Tornano i ravennati Hernandez & Sampedro, un duo che avevamo già incontrato fin dai tempi del loro disco di esordio Happy Island del 2013. E se allora i due si proponevano come classico duo-acustico di marca West Coast, oggi la sigla cela una vera propria band che, oltre ai due titolari Luca "Hernandez" Damassa e Mauro "Sampedro" Giorgi, include anche la sezione ritmica formata da Giacomo “Jack La Bamba” Sangiorgi e Luca “El Chapo” Cocchieri (con l’aiuto delle tastiere di Giuliano “Juanito Guerrero” Geurrini). E se i nomi continuano a sapere di personaggi di un romanzo di Don Winslow, la musica di questo loro terzo album Traces, arrivato a sei anni da Dichotomy, si è fatta invece ancora più sporca e urbana, e molto ha inciso la scelta di registrare tutte le parti strumentali in presa diretta a dispetto delle difficoltà logistiche causate dal lockdown.
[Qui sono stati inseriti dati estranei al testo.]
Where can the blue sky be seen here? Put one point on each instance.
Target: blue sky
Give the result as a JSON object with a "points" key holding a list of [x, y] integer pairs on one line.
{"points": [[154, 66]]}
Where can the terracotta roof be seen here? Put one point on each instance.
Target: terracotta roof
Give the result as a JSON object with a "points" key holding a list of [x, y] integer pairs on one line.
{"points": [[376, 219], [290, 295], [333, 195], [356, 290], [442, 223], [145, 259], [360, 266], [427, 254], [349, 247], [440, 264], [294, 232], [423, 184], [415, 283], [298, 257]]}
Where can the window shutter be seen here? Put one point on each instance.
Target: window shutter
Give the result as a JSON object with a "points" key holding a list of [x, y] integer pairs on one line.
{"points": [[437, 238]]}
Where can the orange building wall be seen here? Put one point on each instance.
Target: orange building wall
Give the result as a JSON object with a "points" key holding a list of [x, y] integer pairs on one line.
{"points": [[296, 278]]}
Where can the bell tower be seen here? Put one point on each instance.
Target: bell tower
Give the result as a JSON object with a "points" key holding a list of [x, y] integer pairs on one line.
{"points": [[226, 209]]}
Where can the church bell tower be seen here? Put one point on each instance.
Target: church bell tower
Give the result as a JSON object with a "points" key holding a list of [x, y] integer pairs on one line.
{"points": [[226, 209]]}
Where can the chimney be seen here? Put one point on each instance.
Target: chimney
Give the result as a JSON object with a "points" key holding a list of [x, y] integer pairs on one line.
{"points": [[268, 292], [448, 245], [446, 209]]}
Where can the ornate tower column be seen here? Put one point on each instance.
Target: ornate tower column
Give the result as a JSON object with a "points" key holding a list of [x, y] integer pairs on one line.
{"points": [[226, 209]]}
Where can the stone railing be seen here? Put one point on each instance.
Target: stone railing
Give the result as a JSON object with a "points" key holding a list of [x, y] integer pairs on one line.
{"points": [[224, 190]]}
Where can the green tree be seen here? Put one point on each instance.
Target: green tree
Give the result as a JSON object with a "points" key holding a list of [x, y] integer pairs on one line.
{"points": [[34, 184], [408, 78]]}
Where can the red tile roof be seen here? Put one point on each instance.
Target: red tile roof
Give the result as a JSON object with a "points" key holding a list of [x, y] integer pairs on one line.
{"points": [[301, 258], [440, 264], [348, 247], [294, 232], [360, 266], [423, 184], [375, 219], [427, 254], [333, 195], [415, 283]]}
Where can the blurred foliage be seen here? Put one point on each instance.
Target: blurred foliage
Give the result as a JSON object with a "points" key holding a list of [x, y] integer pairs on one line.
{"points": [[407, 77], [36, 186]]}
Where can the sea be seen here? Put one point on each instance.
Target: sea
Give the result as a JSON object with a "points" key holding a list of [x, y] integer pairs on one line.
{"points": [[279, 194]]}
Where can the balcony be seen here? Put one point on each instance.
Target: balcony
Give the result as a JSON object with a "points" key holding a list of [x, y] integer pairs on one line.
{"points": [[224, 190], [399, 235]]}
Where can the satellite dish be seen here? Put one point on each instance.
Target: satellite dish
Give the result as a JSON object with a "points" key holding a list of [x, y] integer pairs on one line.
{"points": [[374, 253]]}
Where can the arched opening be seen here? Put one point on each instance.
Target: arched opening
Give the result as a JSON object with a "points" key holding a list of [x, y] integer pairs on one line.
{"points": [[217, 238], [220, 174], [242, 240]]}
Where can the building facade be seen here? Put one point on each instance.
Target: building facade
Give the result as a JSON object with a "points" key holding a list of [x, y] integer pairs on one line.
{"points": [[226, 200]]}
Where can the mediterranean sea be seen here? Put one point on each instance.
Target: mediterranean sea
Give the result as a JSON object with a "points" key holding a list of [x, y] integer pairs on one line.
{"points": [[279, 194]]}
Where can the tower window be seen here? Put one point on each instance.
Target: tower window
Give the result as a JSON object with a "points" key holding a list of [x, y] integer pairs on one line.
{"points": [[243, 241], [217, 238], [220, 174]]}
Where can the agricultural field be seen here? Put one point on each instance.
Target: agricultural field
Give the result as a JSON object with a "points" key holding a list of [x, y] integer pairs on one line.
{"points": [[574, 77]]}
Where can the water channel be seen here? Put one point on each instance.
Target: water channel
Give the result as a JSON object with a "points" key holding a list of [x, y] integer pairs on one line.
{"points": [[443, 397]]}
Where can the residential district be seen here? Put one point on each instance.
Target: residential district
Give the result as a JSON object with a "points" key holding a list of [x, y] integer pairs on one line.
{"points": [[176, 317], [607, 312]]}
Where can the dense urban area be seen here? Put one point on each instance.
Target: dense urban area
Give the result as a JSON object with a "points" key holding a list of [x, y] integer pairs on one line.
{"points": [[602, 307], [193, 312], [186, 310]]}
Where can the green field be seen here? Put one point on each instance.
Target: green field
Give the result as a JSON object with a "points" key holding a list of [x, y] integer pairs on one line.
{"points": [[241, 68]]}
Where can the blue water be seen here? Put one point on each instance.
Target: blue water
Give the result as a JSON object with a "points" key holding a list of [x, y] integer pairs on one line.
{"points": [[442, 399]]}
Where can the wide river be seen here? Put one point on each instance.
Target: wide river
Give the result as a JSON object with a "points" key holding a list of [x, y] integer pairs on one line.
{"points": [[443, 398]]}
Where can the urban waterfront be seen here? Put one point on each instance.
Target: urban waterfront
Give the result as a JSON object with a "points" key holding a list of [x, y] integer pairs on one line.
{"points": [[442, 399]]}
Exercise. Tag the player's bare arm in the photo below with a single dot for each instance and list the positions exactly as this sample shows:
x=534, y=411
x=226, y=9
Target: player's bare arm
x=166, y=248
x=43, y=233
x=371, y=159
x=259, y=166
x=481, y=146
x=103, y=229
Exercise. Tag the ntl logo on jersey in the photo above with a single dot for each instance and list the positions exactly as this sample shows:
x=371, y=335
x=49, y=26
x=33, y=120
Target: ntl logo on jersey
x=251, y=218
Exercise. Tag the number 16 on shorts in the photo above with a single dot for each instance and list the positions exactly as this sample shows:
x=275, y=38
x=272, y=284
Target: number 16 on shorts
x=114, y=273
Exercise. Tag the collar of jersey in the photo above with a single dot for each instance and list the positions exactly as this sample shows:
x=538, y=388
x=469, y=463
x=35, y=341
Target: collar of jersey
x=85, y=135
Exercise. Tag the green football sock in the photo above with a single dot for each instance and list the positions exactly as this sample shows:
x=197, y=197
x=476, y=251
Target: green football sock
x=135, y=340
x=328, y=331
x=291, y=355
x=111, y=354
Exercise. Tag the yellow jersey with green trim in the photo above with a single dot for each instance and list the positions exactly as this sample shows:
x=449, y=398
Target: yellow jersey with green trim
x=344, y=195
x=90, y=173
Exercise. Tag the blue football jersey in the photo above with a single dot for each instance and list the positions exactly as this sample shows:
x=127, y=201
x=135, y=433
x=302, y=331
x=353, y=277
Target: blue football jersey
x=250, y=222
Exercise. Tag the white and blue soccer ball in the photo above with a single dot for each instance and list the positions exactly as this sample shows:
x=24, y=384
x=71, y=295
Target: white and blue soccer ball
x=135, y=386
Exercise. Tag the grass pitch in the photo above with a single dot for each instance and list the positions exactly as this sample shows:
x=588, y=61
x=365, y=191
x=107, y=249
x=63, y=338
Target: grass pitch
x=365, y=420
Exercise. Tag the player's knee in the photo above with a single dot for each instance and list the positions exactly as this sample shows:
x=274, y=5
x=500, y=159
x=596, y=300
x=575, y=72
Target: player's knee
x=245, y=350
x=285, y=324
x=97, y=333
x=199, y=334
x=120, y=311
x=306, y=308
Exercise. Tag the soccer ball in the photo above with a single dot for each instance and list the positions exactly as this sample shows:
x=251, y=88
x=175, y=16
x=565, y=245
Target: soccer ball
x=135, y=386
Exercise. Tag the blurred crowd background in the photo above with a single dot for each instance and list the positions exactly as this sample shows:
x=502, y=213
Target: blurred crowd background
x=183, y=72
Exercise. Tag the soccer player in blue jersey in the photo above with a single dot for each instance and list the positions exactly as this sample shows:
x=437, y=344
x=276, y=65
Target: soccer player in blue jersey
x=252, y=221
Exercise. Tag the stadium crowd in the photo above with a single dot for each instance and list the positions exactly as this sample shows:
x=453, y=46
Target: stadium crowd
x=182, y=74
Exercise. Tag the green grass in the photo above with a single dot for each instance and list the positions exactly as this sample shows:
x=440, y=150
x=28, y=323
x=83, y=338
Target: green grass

La iniziale Butterfly pare infatti un brano dei Buffalo Tom più classici, e l’energia da garage di Superstar riporta tutti al mondo alternativo e sotterraneo degli anni 80. Le ballate comunque arrivano (Only You and Me, Diamond) e sanno anche di college rock alla Del Amitri, ma brani come Broken Mirrors hanno il sapore degli episodi più rauchi ed elettrici dei Son Volt, mentre Predestined Life e The Sky Above The Rain fanno immaginare un viaggio nel Texas dei Bad Religion visto il loro taglio da punk-rock anni 90. Si distingue la cavalcata younghiana di More Than I Can Do, quasi la loro Like An Hurricane, o brani di puro roots-rock da battaglia come Freedom Run. Il finale è affidato alla bella Sole Survivors e ad una Warm Wind che recupera la loro passione per suoni e cori di Crosby, Stills & Nash. Decisamente un buon salto di qualità.